To spend time at any Minne­sota rink is to hear that hockey players are the most grounded and selfless of athletes, the ultimate teammates.

After watching the Wild last week, I don’t believe that anymore.

Defenseman Matt Dumba stood alone in an arena and before the sports world, asking for equality and awareness, raising a fist to protest racism. His teammates left him hanging.

No teammate stood by his side and raised a fist. No teammate took a knee alongside him. Teammates have spoken in support of Dumba or touched his shoulder during the national anthems, but none has offered the most simple, obvious gestures in support of Dumba.

They left him hanging when it mattered most.

When it comes to racism, the NHL and most of its overwhelmingly white players appear to be playing coy, trying to avoid overt statements that might anger an overwhelmingly white fan base that might be uncomfortable with activism.

I know one Wild fan of color. His name is Elan Lozano. He is a season-ticket holder who owns 19 hockey jerseys and would love to work in the sport. He watched Dumba’s protest and wondered about the state of hockey.

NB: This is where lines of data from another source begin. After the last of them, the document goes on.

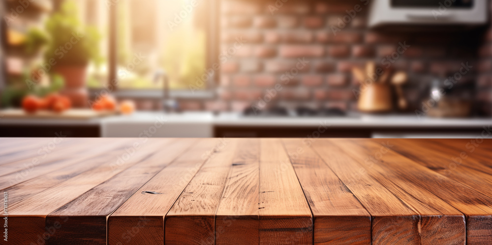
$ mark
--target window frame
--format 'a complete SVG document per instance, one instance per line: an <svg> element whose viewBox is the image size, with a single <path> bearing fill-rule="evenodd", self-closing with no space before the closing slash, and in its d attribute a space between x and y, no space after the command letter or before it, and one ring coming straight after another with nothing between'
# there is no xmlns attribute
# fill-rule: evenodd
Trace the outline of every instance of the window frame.
<svg viewBox="0 0 492 245"><path fill-rule="evenodd" d="M210 13L206 32L206 69L212 68L214 64L219 63L219 49L220 38L219 13L219 0L202 0L202 3L207 3L208 12ZM163 88L155 89L122 89L118 87L118 3L109 6L109 36L108 38L108 83L107 88L90 88L91 95L96 96L102 90L109 90L115 93L117 97L135 98L160 99L163 97ZM188 89L171 89L169 91L171 98L175 99L212 99L217 96L216 89L219 81L219 70L216 71L207 82L206 87L200 90L191 91Z"/></svg>

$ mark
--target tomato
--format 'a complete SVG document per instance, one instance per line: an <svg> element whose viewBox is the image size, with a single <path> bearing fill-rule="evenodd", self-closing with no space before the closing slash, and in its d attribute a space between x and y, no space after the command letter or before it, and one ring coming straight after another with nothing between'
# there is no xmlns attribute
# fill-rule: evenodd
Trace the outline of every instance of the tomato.
<svg viewBox="0 0 492 245"><path fill-rule="evenodd" d="M100 101L96 101L92 105L92 109L94 110L102 110L104 109L104 106Z"/></svg>
<svg viewBox="0 0 492 245"><path fill-rule="evenodd" d="M123 114L130 114L135 111L135 103L131 100L123 101L120 104L120 110Z"/></svg>

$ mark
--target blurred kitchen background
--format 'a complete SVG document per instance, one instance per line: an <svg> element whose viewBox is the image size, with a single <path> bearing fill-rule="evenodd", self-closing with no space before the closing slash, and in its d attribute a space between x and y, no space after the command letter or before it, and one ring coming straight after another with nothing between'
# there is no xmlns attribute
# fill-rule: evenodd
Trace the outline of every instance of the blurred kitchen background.
<svg viewBox="0 0 492 245"><path fill-rule="evenodd" d="M0 136L486 137L490 0L3 0Z"/></svg>

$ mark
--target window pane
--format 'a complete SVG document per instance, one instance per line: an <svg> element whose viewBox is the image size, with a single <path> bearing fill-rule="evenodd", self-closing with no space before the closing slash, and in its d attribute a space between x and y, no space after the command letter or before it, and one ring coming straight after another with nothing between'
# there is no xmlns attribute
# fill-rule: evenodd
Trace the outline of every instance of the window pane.
<svg viewBox="0 0 492 245"><path fill-rule="evenodd" d="M118 87L160 89L164 73L171 89L194 82L206 65L206 24L199 16L207 2L118 2Z"/></svg>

“It’s disheartening,” Lozano said. “I’m disappointed. But I don’t think I can say I’m surprised.

“I think the NHL wants to cover their butts on this. They’re trying to do just enough to avoid scrutiny. They want to do the bare minimum, but it’s 2020. That’s not enough, not anymore.”

Most major sports leagues other than the NHL have embraced the Black Lives Matter movement. Players and coaches in the WNBA, NBA, MLB and MLS have been overt in their activism, and not just Black members of the sports establishment.

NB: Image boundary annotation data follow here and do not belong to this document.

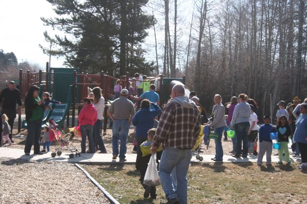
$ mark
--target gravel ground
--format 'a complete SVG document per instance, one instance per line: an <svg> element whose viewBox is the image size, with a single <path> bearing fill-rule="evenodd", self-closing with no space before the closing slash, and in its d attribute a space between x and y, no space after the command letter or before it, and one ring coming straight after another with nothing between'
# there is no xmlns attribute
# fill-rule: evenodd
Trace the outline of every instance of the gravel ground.
<svg viewBox="0 0 307 204"><path fill-rule="evenodd" d="M67 132L67 131L64 130L65 132ZM134 128L133 127L131 127L129 130L129 133L128 138L128 143L127 145L127 153L131 153L133 152L133 142L135 138L135 134ZM14 129L13 132L14 133L17 133L17 130ZM15 135L13 135L13 139L14 141L14 144L10 146L7 146L8 144L6 143L4 144L4 146L5 147L7 147L9 148L15 148L15 149L23 149L25 148L25 144L26 143L26 138L27 137L27 130L23 130L20 134L15 134ZM68 134L67 136L68 138L70 136L70 134ZM108 153L112 153L112 130L110 128L107 129L107 134L106 135L103 135L103 139L104 140L104 142L105 143L105 145L106 146L106 148L107 149L107 151ZM229 154L231 155L231 154L229 153L229 152L232 150L232 142L230 139L228 139L227 141L223 141L223 136L222 139L222 146L223 147L223 150L224 152L224 154ZM72 144L75 145L75 146L79 150L81 150L81 138L75 137L71 141ZM54 147L51 147L51 151L52 151L54 149ZM43 149L43 147L42 146L41 149ZM204 145L203 141L202 141L202 146L201 149L203 151L203 153L201 153L201 154L211 154L214 155L215 154L215 144L214 143L214 140L211 139L210 143L210 145L209 146L209 148L207 150L205 148L205 145ZM63 152L67 152L65 151L65 150L63 151ZM273 150L273 153L278 153L278 152Z"/></svg>
<svg viewBox="0 0 307 204"><path fill-rule="evenodd" d="M1 204L110 204L75 165L0 157Z"/></svg>

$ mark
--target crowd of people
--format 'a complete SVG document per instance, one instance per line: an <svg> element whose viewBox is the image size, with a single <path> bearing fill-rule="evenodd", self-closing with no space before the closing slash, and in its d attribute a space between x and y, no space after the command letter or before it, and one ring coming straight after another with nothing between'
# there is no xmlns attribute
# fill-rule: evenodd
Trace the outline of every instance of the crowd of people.
<svg viewBox="0 0 307 204"><path fill-rule="evenodd" d="M232 148L230 153L234 157L247 157L250 153L257 156L257 163L261 166L265 153L266 165L271 165L272 147L273 143L276 143L279 147L279 163L282 163L284 154L285 161L291 165L288 148L290 139L293 153L301 156L302 164L298 168L307 170L307 99L300 103L298 97L294 97L293 103L287 105L284 101L280 101L277 104L279 109L276 115L277 123L273 124L273 119L269 115L265 115L262 121L259 121L257 115L259 107L254 100L246 94L233 96L229 103L224 104L222 97L216 94L213 98L214 105L208 118L209 114L199 103L196 93L192 91L189 97L186 96L182 85L173 86L171 99L162 111L159 106L159 95L155 92L156 85L159 83L145 81L145 84L142 81L146 79L146 76L138 73L134 78L136 83L134 87L131 83L129 87L123 89L120 81L116 81L114 87L115 99L110 107L108 116L113 123L113 160L118 157L119 161L126 161L129 128L132 124L135 127L136 167L140 170L140 180L144 189L144 198L156 197L155 187L144 183L147 163L151 154L155 153L157 153L157 161L160 160L159 175L167 203L187 203L187 174L192 157L192 150L199 134L201 125L205 126L204 129L210 130L209 134L212 132L217 135L214 140L215 155L212 158L214 161L223 161L223 134L224 140L227 140L227 131L232 130L235 133L231 138ZM146 89L143 89L144 87ZM34 154L41 154L50 151L48 127L44 128L41 143L44 145L43 150L40 150L42 122L45 110L52 109L49 103L60 103L52 101L47 92L41 99L38 96L39 91L37 86L31 86L25 100L28 126L25 153L28 155L30 154L33 144ZM99 153L107 153L101 134L105 99L100 87L95 87L92 91L88 97L83 99L84 107L78 116L82 137L81 153L86 153L87 140L88 153L93 153L97 150L100 150ZM133 96L133 92L136 92L137 95ZM14 82L9 82L8 87L2 90L0 102L2 102L0 117L2 140L5 137L10 145L14 142L11 129L16 115L16 104L19 105L18 114L21 114L22 111L20 93L15 88ZM139 109L136 113L136 107ZM258 127L258 124L261 123L263 125ZM272 140L273 133L277 134L276 139Z"/></svg>

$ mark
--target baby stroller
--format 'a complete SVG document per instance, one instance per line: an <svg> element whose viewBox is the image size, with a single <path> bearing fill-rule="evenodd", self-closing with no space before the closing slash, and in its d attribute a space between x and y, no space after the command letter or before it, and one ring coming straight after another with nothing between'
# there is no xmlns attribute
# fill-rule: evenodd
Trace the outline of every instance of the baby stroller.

An incomplete list of local, white sports figures who have worn shirts or held signs reading “Black Lives Matter,” or who have taken a knee during the anthem, includes Lynx boss Cheryl Reeve; Timberwolves coach Ryan Saunders; Twins boss Derek Falvey, Twins manager Rocco Baldelli and Twins players Trevor May, Taylor Rogers and Tyler Duffey; Loons coach Adrian Heath and his players.

Nationally, NBA coaches Gregg Popovich and Steve Kerr have continued to lead social justice conversations.

The NHL has settled for dabbling with hashtags, featuring slogans like #WeSkateFor or #EndRacism, while avoiding using the exact phrase “Black Lives Matter.”

End racism? A lovely sentiment, just like “Ride unicorns to work to save gas.”

Racism isn’t going to magically end. That’s why athletes like Dumba are protesting for equality and justice.

“I would like to see the NHL take a stand and really make a difference in the world,” Lozano said. “Even from a business perspective, it would be a really smart move to include more people, including people of color. You talk about wanting to grow your sport. Why wouldn’t you want to make everyone feel welcome?”

Lozano, who is Mexican American, hasn’t always. When he sits in his seat at Xcel Energy Center, or visits local establishments before games, he sees few faces of color. “I saw ‘The Mighty Ducks’ when I was 6 or 7, and that was it for me,” he said. “I was a hockey fan. And you know what? The X is usually a warm, great place to be.

“But I’ve had my moments where you feel like someone is talking about you because of the color of my skin.”

Lozano consumes a massive amount of media about the Wild and chats with other fans on social media. He has noticed a difference between the weak stance of the league, the team and Wild players, and the fans he knows. The majority of them, he said, are “extremely disappointed that nobody has had Dumba’s back.”

Lozano wishes he could have played hockey. He wants to see more people of color in the league, and the stands. He lives near Xcel Energy Center and would like to see the Wild do more community outreach in his neighborhood,

For now, he would settle for a hockey player or two with the guts and decency to protest alongside Dumba.

“I am waiting to see change,” Lozano said. “It just has to happen.”